Imad Jamil, the head of the IHEC’s media team, told Rudaw’s Hastyar Qadir on Thursday that the deadline for the voters to register for the upcoming parliamentary elections in the Kurdistan Region has now expired, adding that IHEC has no plans to postpone it further.
Jumana al-Ghalai, IHEC spokesperson later told Rudaw that the deadline has in fact been extended by five days.
The deadline initially expired on February 20 but was postponed to Thursday.
The Kurdistan Region’s parliamentary elections were initially scheduled for October 2022 but were then pushed to November of the following year due to disagreements among political parties over the election law.
After an Iraqi court ruled against the self-extension of the Kurdistan parliament as a result of the delayed elections, the vote was postponed to February 25 of this year, this time under the supervision of the Iraqi electoral commission.
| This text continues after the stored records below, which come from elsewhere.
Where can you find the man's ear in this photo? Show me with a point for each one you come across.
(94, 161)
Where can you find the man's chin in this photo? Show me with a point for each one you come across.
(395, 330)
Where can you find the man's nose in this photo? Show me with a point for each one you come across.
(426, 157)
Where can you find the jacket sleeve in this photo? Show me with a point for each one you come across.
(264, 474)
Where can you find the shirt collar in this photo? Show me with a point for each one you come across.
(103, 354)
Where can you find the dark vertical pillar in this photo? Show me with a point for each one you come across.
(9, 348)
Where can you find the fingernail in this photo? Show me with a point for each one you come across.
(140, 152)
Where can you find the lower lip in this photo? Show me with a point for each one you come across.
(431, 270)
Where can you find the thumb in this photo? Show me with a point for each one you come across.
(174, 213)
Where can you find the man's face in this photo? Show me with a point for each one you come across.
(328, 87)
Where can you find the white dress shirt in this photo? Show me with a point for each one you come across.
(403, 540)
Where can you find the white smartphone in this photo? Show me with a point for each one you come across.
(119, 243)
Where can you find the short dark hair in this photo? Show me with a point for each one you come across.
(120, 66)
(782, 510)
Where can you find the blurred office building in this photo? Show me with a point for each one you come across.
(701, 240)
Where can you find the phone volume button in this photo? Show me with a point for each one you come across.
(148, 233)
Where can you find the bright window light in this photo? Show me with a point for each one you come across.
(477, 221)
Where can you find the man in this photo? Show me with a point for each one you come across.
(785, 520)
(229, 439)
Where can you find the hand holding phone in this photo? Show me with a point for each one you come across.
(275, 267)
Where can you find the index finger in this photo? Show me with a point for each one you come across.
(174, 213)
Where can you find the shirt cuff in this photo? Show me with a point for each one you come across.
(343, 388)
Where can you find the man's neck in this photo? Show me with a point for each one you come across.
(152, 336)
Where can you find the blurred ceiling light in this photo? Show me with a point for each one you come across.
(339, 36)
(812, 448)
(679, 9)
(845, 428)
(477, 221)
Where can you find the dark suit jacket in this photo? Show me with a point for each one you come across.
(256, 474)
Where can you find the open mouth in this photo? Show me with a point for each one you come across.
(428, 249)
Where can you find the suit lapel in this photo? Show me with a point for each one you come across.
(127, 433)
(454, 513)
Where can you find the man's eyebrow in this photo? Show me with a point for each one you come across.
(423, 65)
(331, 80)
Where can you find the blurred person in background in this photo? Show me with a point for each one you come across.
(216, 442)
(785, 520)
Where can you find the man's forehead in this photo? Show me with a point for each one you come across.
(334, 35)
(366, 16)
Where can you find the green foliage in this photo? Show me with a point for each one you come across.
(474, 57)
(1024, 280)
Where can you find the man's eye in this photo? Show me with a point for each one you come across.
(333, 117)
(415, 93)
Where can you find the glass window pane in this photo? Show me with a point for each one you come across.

Rudaw has learnt that IHEC has suggested June for the polls and awaits the Kurdish authorities to set a new date.
Jamil said that while 3.7 million people were eligible to vote only 2.8 million have registered or updated their registrations, meaning that around a million voters will not be able to cast their votes in the Region’s upcoming parliamentary elections.
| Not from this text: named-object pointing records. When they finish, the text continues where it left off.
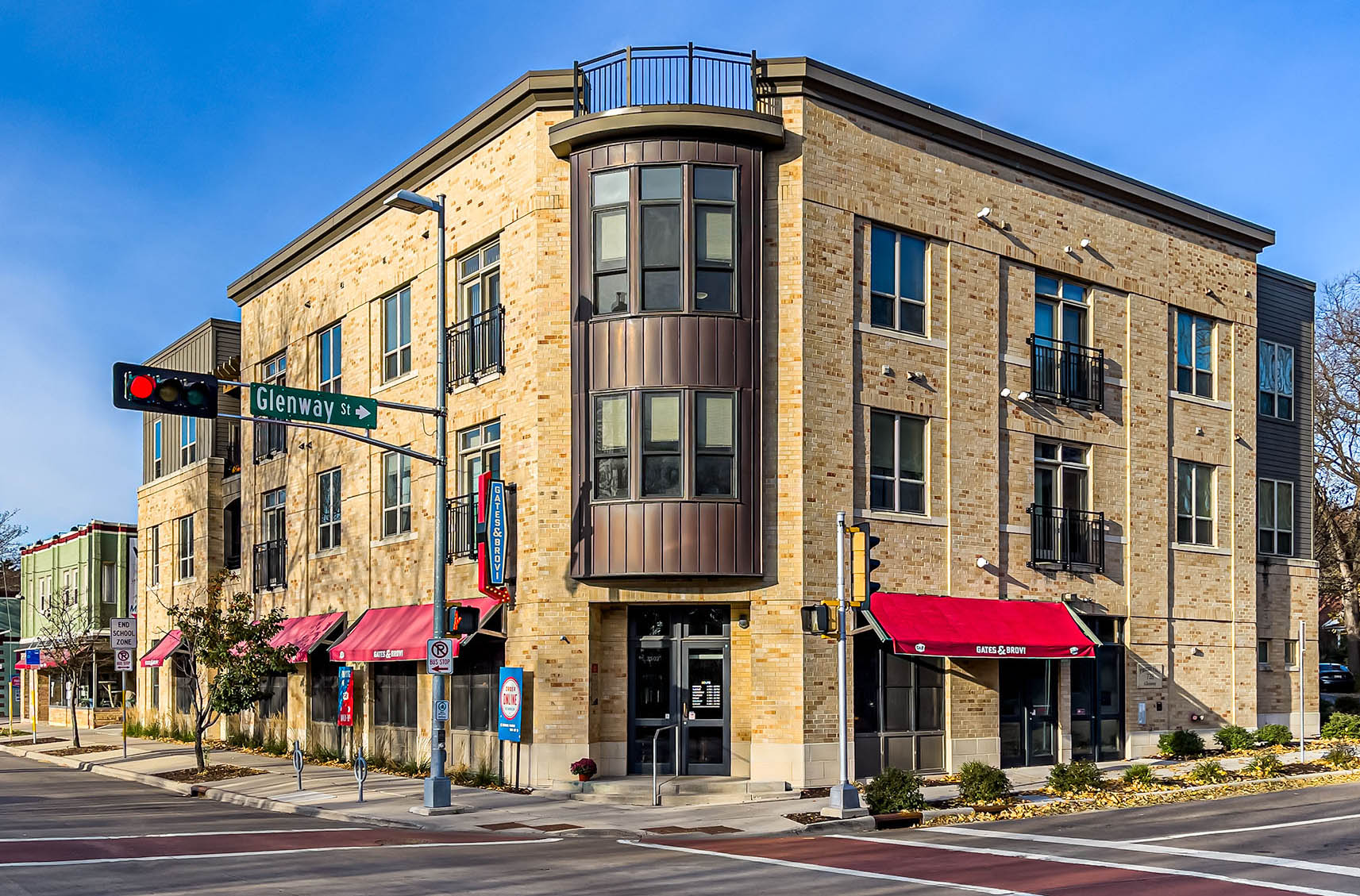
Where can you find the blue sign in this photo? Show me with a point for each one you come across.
(498, 533)
(510, 703)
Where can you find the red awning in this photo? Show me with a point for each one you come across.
(156, 656)
(305, 633)
(933, 625)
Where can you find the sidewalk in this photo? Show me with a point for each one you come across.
(332, 793)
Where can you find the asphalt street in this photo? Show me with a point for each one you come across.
(66, 831)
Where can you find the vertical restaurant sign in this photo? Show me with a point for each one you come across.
(345, 714)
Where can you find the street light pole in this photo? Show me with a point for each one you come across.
(437, 791)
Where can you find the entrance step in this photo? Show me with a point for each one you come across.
(676, 791)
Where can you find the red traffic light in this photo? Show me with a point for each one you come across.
(142, 386)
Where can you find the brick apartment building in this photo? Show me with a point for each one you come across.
(699, 302)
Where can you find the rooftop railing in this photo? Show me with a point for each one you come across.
(669, 75)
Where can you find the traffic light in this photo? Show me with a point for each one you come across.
(160, 390)
(862, 563)
(464, 621)
(816, 619)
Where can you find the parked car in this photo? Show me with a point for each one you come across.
(1333, 676)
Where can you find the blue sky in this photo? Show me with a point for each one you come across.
(152, 152)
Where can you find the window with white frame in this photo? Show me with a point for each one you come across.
(396, 494)
(898, 280)
(896, 463)
(1194, 503)
(396, 335)
(1274, 517)
(1274, 377)
(331, 360)
(1194, 356)
(185, 545)
(188, 440)
(328, 510)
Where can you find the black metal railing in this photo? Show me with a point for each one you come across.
(270, 440)
(664, 75)
(1062, 539)
(1068, 373)
(478, 347)
(271, 567)
(463, 526)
Iraq’s federal court recently ruled that the 11 quota seats in the Kurdistan Region’s parliament reserved for ethnic and religious minorities were “unconstitutional,” effectively rejecting the legitimacy of the seats.
According to a letter issued by the Kurdistan Regional Government’s (KRG) interior ministry on Sunday and seen by Rudaw, the ministry asked the political parties to submit the names of their lists, their agendas, and their logos by March 3 and instructed them to start preparing their lists of candidates for the general elections.